I am intrigued by paradoxes. While the organ is often associated with lugubriously slow hymns in church and with desperately serious music harkening back to generations past, it has also stood for centuries as one of the most advanced mechanical devices known to man. Even in the early 20th century, few machines surpassed the complexities of the pipe organ. The Kotzschmar organ was dedicated in 1912 and was no exception to this rule. The Mighty Kotzschmar contained electrical and mechanical features that were up to the most recent advances in industry, allowing a single musician to command an entire symphony orchestra, a marching band, or a single tone, all at the touch of a button (well, more accurately, at the press of a key).
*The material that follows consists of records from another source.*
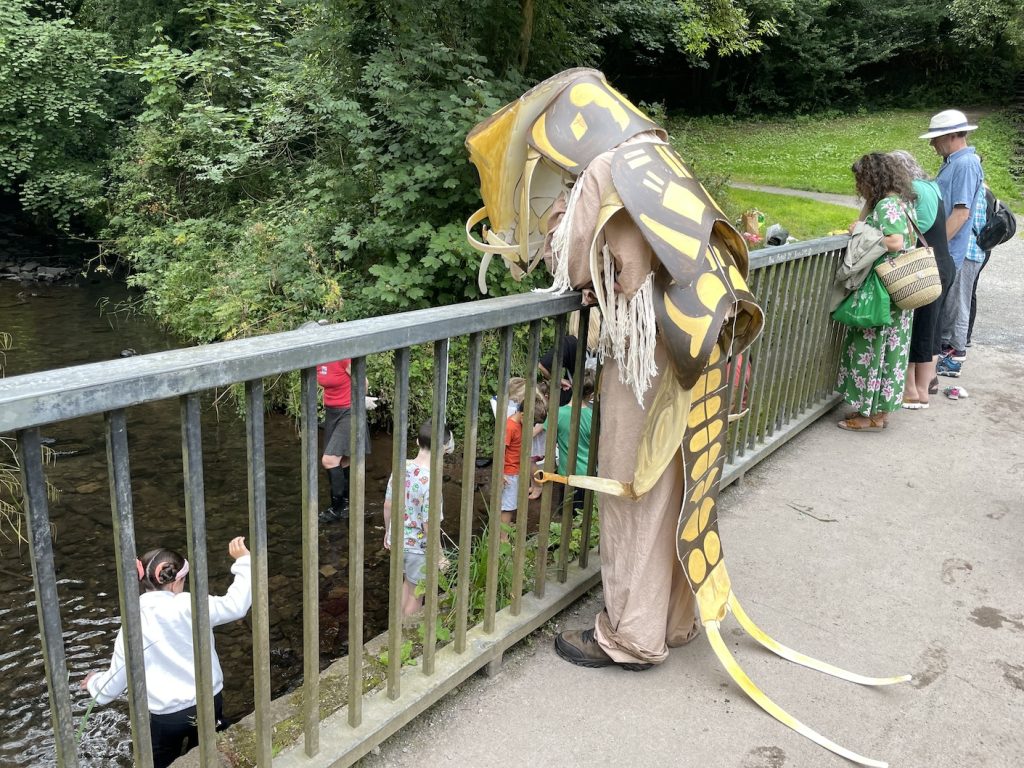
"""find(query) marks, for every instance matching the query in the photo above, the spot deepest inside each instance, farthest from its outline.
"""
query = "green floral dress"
(873, 361)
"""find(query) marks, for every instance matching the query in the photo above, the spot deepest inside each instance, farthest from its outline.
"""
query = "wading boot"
(339, 496)
(582, 648)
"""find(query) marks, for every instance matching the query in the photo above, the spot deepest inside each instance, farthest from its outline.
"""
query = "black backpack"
(999, 223)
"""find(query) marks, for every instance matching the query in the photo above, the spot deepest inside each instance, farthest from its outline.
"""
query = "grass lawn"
(804, 218)
(815, 153)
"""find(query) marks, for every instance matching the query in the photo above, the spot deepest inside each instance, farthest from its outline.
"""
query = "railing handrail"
(34, 399)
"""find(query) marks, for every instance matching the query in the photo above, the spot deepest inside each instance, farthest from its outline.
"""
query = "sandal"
(875, 424)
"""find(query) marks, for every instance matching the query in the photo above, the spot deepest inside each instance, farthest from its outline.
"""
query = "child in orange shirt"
(510, 478)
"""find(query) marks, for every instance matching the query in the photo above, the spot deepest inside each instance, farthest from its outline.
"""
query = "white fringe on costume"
(629, 333)
(560, 243)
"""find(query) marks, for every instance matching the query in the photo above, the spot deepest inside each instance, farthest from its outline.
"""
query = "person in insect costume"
(576, 175)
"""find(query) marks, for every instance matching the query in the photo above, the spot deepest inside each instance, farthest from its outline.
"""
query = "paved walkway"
(886, 553)
(849, 201)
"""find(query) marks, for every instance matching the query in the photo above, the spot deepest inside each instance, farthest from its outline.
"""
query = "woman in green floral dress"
(873, 361)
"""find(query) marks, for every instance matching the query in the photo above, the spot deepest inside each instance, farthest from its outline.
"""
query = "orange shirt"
(513, 444)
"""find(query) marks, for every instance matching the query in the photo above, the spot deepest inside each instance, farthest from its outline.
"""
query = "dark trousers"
(176, 733)
(974, 296)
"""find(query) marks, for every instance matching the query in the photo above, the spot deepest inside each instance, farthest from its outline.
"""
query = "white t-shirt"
(167, 643)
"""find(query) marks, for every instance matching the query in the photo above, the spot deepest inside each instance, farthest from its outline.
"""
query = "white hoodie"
(167, 640)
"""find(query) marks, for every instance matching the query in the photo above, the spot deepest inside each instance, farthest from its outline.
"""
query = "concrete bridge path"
(883, 553)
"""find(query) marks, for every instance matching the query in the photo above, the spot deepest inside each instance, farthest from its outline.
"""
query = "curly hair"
(158, 568)
(909, 163)
(878, 175)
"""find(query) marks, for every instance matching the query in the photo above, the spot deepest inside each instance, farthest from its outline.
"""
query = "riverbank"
(916, 570)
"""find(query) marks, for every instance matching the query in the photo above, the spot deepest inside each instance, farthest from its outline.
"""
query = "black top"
(569, 344)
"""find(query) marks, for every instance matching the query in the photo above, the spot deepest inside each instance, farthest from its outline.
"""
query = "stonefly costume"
(573, 172)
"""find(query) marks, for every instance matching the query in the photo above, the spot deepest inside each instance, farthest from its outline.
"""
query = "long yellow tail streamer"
(797, 657)
(748, 686)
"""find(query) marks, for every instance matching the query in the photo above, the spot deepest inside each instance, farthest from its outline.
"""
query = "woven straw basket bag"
(911, 278)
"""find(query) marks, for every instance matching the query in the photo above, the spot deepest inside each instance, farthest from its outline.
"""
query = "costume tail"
(797, 657)
(722, 651)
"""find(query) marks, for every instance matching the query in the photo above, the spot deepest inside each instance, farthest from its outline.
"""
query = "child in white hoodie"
(167, 643)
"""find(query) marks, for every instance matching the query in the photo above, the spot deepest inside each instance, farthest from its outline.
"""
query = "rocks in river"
(33, 270)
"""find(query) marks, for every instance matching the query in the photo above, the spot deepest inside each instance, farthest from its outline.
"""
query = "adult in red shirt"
(337, 382)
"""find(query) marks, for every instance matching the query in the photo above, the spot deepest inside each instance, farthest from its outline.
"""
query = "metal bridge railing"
(792, 371)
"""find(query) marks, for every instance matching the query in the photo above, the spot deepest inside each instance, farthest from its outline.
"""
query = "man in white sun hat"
(961, 182)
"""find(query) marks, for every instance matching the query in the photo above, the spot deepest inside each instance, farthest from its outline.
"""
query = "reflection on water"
(61, 326)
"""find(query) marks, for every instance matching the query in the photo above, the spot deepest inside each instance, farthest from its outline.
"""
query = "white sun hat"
(950, 121)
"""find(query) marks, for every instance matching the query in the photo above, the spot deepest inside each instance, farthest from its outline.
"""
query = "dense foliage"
(825, 54)
(53, 112)
(257, 164)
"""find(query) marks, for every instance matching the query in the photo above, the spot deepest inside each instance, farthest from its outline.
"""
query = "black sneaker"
(333, 515)
(583, 649)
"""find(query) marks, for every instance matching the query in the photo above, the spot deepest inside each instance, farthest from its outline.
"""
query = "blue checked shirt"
(978, 219)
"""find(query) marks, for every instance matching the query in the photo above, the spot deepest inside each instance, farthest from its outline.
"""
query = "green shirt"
(583, 448)
(928, 203)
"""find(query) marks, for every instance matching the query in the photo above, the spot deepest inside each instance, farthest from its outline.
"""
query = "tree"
(53, 113)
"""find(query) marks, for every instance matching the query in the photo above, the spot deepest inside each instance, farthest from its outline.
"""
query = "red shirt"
(337, 383)
(513, 445)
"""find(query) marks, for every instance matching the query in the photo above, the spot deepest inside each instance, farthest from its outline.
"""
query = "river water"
(64, 325)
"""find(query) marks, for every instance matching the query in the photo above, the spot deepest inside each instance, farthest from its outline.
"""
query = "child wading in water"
(167, 643)
(417, 514)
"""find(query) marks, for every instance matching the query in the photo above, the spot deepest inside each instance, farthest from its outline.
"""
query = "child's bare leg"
(506, 520)
(410, 602)
(535, 489)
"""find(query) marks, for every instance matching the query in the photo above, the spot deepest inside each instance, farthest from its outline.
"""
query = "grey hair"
(909, 163)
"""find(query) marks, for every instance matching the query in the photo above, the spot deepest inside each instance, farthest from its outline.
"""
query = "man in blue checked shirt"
(961, 181)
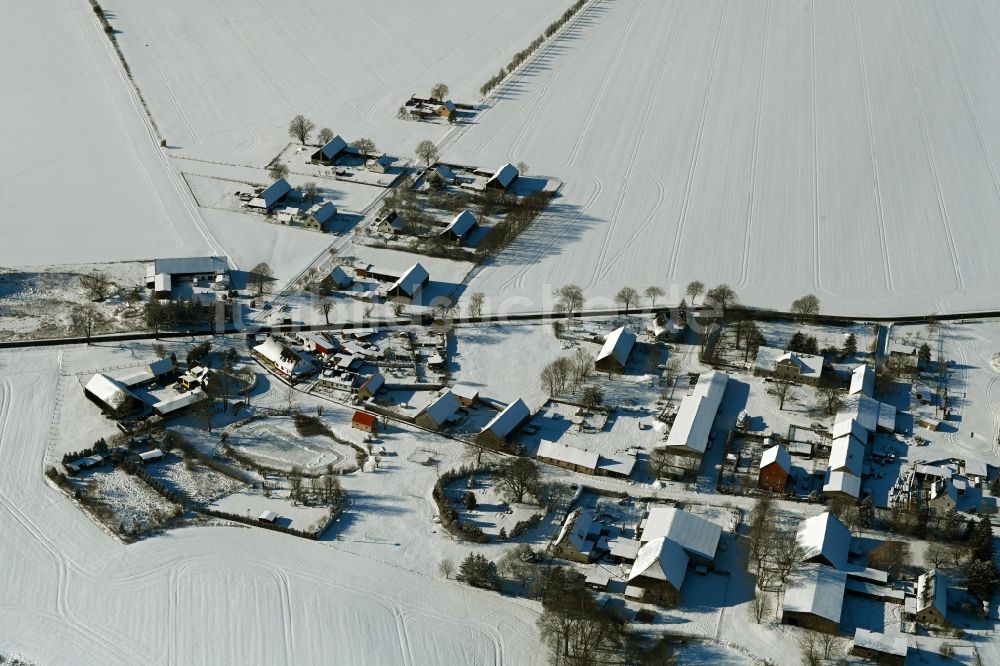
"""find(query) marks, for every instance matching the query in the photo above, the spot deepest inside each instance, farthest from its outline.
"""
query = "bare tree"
(439, 92)
(783, 390)
(695, 289)
(427, 151)
(570, 299)
(97, 285)
(652, 293)
(260, 278)
(300, 128)
(805, 307)
(365, 146)
(476, 301)
(84, 320)
(516, 478)
(277, 170)
(625, 297)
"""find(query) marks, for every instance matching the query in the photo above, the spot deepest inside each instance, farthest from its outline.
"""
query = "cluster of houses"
(658, 552)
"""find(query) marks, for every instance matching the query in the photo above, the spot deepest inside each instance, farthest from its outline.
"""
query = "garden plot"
(275, 443)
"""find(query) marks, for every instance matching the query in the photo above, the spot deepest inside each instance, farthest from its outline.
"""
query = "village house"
(816, 600)
(459, 229)
(879, 648)
(775, 465)
(273, 194)
(577, 539)
(615, 353)
(329, 153)
(505, 423)
(409, 284)
(319, 216)
(438, 413)
(793, 366)
(930, 605)
(692, 427)
(364, 421)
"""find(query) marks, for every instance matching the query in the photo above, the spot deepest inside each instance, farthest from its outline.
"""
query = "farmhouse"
(503, 178)
(272, 195)
(364, 421)
(930, 605)
(285, 360)
(437, 414)
(319, 216)
(774, 362)
(371, 386)
(824, 539)
(578, 537)
(177, 405)
(692, 426)
(659, 568)
(111, 396)
(410, 283)
(698, 537)
(333, 149)
(617, 348)
(816, 601)
(460, 227)
(506, 422)
(775, 465)
(882, 649)
(862, 381)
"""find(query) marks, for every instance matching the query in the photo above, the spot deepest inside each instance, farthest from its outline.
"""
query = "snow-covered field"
(841, 148)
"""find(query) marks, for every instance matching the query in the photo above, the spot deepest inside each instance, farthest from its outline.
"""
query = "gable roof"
(461, 224)
(820, 592)
(505, 175)
(776, 455)
(510, 418)
(692, 533)
(862, 381)
(333, 147)
(661, 559)
(618, 344)
(824, 536)
(414, 278)
(441, 409)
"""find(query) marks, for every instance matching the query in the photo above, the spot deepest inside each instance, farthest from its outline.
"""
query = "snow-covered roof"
(112, 393)
(820, 592)
(871, 640)
(442, 409)
(272, 194)
(567, 454)
(618, 345)
(505, 175)
(323, 212)
(461, 224)
(862, 381)
(692, 533)
(842, 482)
(510, 418)
(179, 402)
(824, 536)
(847, 455)
(333, 147)
(414, 278)
(693, 423)
(777, 454)
(661, 559)
(576, 528)
(809, 365)
(187, 266)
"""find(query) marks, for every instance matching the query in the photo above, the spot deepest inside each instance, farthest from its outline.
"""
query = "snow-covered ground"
(844, 149)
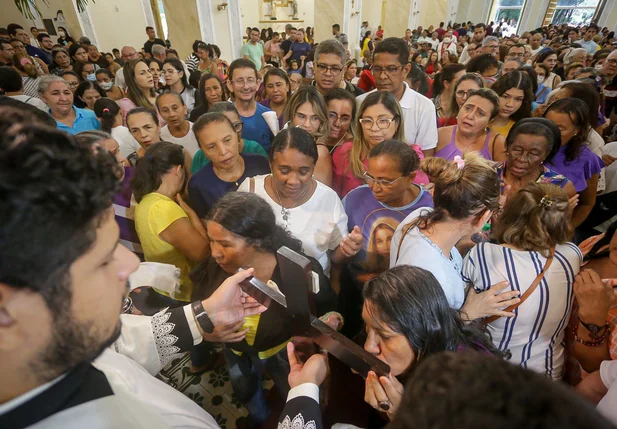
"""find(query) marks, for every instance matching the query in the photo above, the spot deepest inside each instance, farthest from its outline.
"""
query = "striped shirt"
(534, 336)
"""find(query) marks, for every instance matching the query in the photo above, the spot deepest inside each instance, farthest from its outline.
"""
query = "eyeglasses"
(238, 126)
(302, 117)
(382, 124)
(388, 70)
(370, 180)
(241, 82)
(333, 117)
(325, 68)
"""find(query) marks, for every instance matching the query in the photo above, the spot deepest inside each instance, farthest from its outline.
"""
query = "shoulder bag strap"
(529, 291)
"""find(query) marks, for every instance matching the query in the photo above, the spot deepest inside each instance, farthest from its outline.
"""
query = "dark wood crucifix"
(296, 273)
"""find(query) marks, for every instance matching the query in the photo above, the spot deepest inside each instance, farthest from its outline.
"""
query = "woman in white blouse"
(533, 253)
(308, 209)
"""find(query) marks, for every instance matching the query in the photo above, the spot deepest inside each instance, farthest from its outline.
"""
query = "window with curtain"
(575, 12)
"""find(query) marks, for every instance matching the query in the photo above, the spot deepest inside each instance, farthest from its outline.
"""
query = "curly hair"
(55, 193)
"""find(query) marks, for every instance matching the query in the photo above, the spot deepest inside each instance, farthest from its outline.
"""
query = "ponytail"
(106, 110)
(157, 161)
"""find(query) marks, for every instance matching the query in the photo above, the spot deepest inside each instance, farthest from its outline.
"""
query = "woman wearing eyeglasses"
(246, 146)
(380, 119)
(177, 81)
(309, 210)
(471, 132)
(307, 109)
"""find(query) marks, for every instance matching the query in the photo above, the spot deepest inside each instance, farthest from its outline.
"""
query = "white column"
(235, 28)
(85, 23)
(206, 21)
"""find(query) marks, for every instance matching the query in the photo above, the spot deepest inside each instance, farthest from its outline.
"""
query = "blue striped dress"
(535, 335)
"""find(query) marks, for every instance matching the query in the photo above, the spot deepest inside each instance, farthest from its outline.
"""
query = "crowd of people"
(454, 189)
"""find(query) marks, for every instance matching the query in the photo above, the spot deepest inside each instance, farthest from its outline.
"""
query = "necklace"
(285, 212)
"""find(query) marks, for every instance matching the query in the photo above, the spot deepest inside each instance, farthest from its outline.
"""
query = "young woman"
(156, 70)
(61, 60)
(432, 66)
(465, 196)
(530, 144)
(173, 72)
(311, 211)
(246, 146)
(169, 230)
(472, 132)
(379, 206)
(106, 81)
(139, 88)
(468, 83)
(27, 70)
(574, 160)
(110, 115)
(244, 234)
(531, 251)
(379, 120)
(443, 87)
(87, 93)
(211, 91)
(419, 325)
(228, 168)
(341, 114)
(548, 57)
(307, 109)
(278, 91)
(55, 92)
(515, 97)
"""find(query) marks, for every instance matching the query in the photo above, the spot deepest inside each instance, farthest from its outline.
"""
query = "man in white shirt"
(128, 53)
(390, 68)
(57, 318)
(178, 130)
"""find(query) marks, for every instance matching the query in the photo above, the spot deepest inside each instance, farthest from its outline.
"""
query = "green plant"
(25, 7)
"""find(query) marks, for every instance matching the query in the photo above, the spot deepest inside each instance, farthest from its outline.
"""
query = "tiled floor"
(212, 390)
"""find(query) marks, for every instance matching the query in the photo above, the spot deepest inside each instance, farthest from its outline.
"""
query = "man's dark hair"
(10, 80)
(394, 46)
(241, 63)
(49, 218)
(12, 29)
(486, 392)
(41, 36)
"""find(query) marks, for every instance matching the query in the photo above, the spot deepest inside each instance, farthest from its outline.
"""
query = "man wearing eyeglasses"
(390, 68)
(329, 62)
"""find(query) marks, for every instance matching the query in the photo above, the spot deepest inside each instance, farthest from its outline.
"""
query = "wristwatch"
(202, 317)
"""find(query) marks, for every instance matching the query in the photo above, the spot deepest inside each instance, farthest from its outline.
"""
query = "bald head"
(128, 53)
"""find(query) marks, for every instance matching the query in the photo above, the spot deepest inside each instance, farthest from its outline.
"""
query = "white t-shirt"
(535, 334)
(419, 117)
(189, 141)
(608, 405)
(125, 139)
(418, 250)
(320, 223)
(35, 101)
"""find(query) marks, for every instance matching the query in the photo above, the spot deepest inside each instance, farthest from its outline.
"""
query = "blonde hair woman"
(379, 120)
(531, 251)
(307, 109)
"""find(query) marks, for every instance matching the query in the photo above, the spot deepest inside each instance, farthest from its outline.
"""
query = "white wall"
(118, 23)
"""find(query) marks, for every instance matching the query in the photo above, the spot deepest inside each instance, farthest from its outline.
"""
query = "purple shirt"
(125, 214)
(578, 170)
(378, 222)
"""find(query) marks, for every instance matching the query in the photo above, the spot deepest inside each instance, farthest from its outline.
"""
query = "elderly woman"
(472, 132)
(57, 94)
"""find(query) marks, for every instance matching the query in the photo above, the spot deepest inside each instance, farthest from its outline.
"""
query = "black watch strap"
(202, 317)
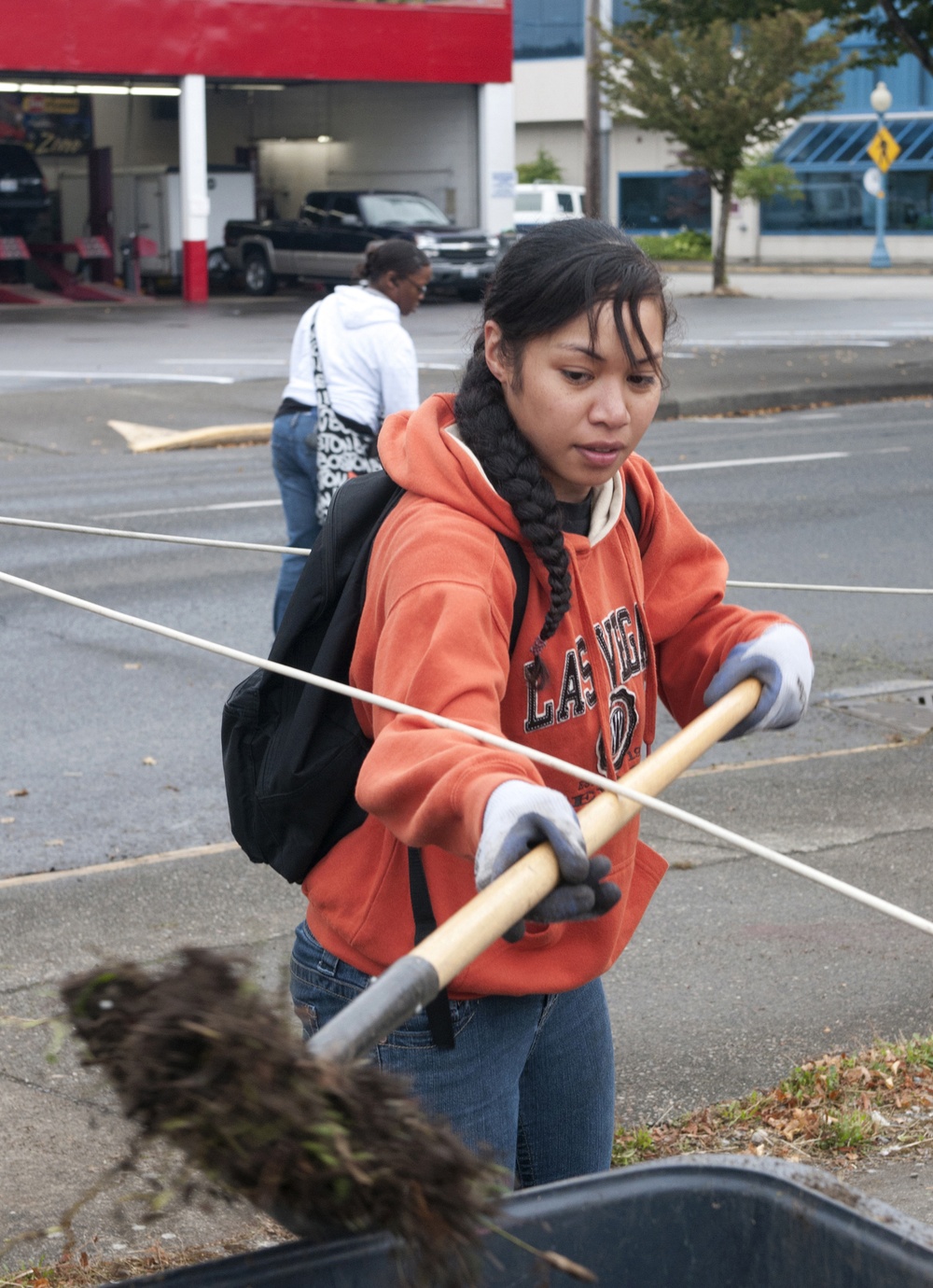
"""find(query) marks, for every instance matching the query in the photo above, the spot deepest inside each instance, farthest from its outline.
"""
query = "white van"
(542, 203)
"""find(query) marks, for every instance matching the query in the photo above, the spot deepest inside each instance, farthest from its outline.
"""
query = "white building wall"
(383, 135)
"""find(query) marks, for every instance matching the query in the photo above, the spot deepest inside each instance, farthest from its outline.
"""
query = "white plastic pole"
(495, 126)
(196, 203)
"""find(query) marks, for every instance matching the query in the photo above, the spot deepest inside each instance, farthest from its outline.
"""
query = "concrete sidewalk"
(61, 1124)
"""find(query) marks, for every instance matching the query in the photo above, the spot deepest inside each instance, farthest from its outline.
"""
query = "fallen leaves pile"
(828, 1112)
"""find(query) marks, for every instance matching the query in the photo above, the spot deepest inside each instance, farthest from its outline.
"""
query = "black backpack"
(292, 752)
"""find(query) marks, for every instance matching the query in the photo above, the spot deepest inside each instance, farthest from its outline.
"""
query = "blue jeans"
(530, 1077)
(296, 470)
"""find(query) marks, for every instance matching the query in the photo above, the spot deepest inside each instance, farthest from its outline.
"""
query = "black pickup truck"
(328, 240)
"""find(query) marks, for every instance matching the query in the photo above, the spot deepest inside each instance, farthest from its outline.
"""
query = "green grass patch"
(840, 1107)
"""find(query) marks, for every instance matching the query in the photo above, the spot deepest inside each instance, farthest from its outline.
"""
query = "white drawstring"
(494, 741)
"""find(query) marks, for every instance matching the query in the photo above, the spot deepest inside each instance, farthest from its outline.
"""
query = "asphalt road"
(738, 970)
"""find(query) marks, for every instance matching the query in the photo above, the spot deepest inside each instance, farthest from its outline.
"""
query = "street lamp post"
(881, 102)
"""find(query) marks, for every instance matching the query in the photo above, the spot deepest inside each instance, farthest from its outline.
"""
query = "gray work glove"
(780, 658)
(520, 816)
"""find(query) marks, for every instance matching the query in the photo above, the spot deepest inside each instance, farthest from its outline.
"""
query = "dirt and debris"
(199, 1057)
Embracing these paradoxes is key to our survival and growth as an organization. Many people will have their assumptions about pipe organ music questioned, and that is a good thing! Many of us will have seen the HSBC bank advertisements on the jet bridges at airports around the world (as a travelling musician I consider myself an expert on these sightings!) They have a successful ad campaign based on what things mean in different cultures, questioning our associations. One example featured an image with a strong red cast. One caption that read “Danger” and another said “Good luck”. We can choose to identify the pipe organ with centuries past, with unexciting performances, and with dwindling audiences. Or we can see ourselves as trustees of an edgy, appealing, countercultural phenomenon, a “must-see” Portland experience with opportunities for tremendous growth and the power to transform lives.
There are two particular areas that we can achieve this reinvention. One is through collaborations. A number of weeks ago I had the great fortune to meet with the leaders of Portland’s main artistic and cultural organizations. It solidified my conviction that we have a great deal to gain by cross-pollinating our respective assets in a city that is rich with art, music, dance, drama, and so much more.
The second is through technology. Just as the incorporation of the latest technological developments has been integral to the Kotzschmar’s history, so too must we fully embrace the many possibilities of modern technology in our performances today. This success has already been proven through the use of the big screen projection of the organ console, giving the audience an up-close-and-personal view of the organist and the keyboard (and the pedalboard). Live streaming performances would allow us to widen our field of view well beyond the confines of Merrill Auditorium, increasing our presence on the global stage.
The last two concerts that I performed (in August and October) had very good attendance, proof that our increased marketing efforts are bearing fruit. These things take time, resources, and immense energy. We’ve a long way to go before Merrill is packed, but we are well on our way. Looking ahead to the remainder of the season, we have a fabulous roster of performers for the Christmas With Kennerley concert in December, a more traditional, yet equally engaging, concert of music for the Bach Birthday Bash in March, and an eclectic mix of styles for the summer concert series. I can’t wait to see what the future holds, and look forward to seeing you at a future performance!